An introduction to hearing loss
Here are some things we hear regularly from people with hearing loss:
- I can hear but I don’t understand.
- Everyone sounds like they are mumbling.
- People just don’t talk as clearly as they used to
- Restaurants are harder to hear in these days
- I can hear my wife fine, but she always turns away when she’s talking to me
Sound familiar?? Most often, hearing loss affects the high frequency sounds a person hears first. As a result, this creates a perception that other people mumble. Also, it causes difficulty hearing well in noisy places. Often patients can hear vowels just fine, but consonant sounds of F, S, T, K, and X are difficult to hear. Additionally, higher sounds like a woman’s or child’s voice become more difficult to hear than most men’s voices.
Imagine removing all the high keys on a piano and asking someone to play a well-known melody.
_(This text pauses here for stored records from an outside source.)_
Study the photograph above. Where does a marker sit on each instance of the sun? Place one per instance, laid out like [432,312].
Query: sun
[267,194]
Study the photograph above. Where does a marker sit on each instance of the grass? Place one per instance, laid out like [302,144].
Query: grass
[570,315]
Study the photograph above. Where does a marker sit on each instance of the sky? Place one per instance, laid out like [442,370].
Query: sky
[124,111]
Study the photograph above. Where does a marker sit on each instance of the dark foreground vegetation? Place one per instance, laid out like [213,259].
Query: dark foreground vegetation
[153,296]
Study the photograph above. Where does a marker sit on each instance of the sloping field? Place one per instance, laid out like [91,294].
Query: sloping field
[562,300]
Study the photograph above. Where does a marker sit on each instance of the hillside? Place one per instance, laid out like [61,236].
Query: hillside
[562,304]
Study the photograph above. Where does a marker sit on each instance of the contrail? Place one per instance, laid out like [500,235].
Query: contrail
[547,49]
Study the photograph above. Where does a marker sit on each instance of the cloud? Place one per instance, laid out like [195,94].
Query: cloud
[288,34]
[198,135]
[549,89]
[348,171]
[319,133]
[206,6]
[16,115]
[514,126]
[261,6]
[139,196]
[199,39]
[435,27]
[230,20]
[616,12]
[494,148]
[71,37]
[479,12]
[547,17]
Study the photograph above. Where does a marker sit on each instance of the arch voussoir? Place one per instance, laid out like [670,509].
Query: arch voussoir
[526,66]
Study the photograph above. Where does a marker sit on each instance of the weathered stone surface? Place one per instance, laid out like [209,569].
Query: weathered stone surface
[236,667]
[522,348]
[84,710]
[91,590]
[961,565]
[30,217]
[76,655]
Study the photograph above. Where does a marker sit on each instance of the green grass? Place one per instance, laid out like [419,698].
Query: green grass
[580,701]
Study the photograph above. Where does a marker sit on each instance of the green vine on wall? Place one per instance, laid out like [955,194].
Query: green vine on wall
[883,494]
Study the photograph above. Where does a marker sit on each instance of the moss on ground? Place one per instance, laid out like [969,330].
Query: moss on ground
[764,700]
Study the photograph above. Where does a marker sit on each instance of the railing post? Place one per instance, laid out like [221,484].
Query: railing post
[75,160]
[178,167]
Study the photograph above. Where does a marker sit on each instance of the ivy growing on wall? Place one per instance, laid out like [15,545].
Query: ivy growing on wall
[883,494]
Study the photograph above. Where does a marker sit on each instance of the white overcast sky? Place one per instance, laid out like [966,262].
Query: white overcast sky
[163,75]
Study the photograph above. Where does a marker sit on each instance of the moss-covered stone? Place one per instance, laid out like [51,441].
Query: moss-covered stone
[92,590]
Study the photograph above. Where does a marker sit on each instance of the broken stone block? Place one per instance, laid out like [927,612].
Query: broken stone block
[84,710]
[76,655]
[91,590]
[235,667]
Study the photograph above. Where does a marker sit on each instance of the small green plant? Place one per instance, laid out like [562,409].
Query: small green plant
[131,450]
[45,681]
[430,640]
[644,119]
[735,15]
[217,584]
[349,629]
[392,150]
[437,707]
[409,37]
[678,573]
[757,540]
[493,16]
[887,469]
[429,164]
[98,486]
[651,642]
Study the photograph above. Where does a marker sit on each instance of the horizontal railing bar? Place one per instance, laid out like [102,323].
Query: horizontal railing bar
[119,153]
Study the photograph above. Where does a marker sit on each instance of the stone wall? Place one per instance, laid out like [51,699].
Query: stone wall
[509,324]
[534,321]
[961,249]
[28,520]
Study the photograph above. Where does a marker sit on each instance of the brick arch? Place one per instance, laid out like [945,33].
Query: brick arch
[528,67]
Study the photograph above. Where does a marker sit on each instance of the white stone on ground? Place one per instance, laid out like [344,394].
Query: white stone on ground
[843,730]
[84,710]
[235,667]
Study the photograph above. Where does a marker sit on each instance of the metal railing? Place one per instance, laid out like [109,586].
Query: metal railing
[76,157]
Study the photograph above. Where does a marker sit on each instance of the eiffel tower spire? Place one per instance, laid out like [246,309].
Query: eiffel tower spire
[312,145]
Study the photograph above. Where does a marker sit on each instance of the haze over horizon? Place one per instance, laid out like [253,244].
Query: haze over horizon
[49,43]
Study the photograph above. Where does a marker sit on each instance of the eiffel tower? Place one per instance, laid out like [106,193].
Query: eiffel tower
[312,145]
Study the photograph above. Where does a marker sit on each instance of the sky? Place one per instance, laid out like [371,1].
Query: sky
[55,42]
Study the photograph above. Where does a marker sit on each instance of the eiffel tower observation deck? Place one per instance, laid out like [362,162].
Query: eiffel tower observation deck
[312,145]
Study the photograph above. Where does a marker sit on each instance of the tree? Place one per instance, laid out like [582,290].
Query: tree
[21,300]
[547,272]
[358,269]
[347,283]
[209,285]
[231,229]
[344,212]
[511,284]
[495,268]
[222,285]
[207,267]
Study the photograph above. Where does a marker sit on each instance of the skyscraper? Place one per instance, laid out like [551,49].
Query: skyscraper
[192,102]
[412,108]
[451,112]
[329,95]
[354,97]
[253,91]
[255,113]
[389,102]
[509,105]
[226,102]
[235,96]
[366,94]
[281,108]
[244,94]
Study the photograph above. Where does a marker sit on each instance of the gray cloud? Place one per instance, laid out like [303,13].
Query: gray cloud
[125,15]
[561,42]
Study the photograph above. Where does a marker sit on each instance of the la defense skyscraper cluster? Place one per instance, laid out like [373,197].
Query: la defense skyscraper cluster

Even with only six or seven keys missing, the melody might be difficult to recognize. People with hearing loss experience a similar variation of the soundtrack of their lives every day. This can have profound impact on a person’s quality of life.
Hearing Loss has been linked to:
- Increased irritability and/or anger
- Increased tension and stress
- Reduced alertness and increased risk to personal safety
- Impaired memory
- An inability to learn new tasks
- Reduced job performance and earning power
- Risk of Dementia/ mental decline
Identifying hearing loss can be tricky
Because most cases of hearing loss develop gradually, it’s common for people affected to not recognize it. The sounds of chirping birds or rustling leaves disappear without them noticing. Only after it starts to affect speech recognition and communication do they become aware of the problem. Even then, many people adapt quickly by learning to read lips without even knowing it. However, this doesn’t help when someone turns away from you.
However, it’s important to treat hearing loss as soon as it is recognized.
When hearing loss is left uncorrected, it will begin to impact life in more substantial ways. Studies show that people with hearing loss are more likely to experience sadness, fear, depression and anxiety – all of which can cause them to withdraw from normal personal interaction.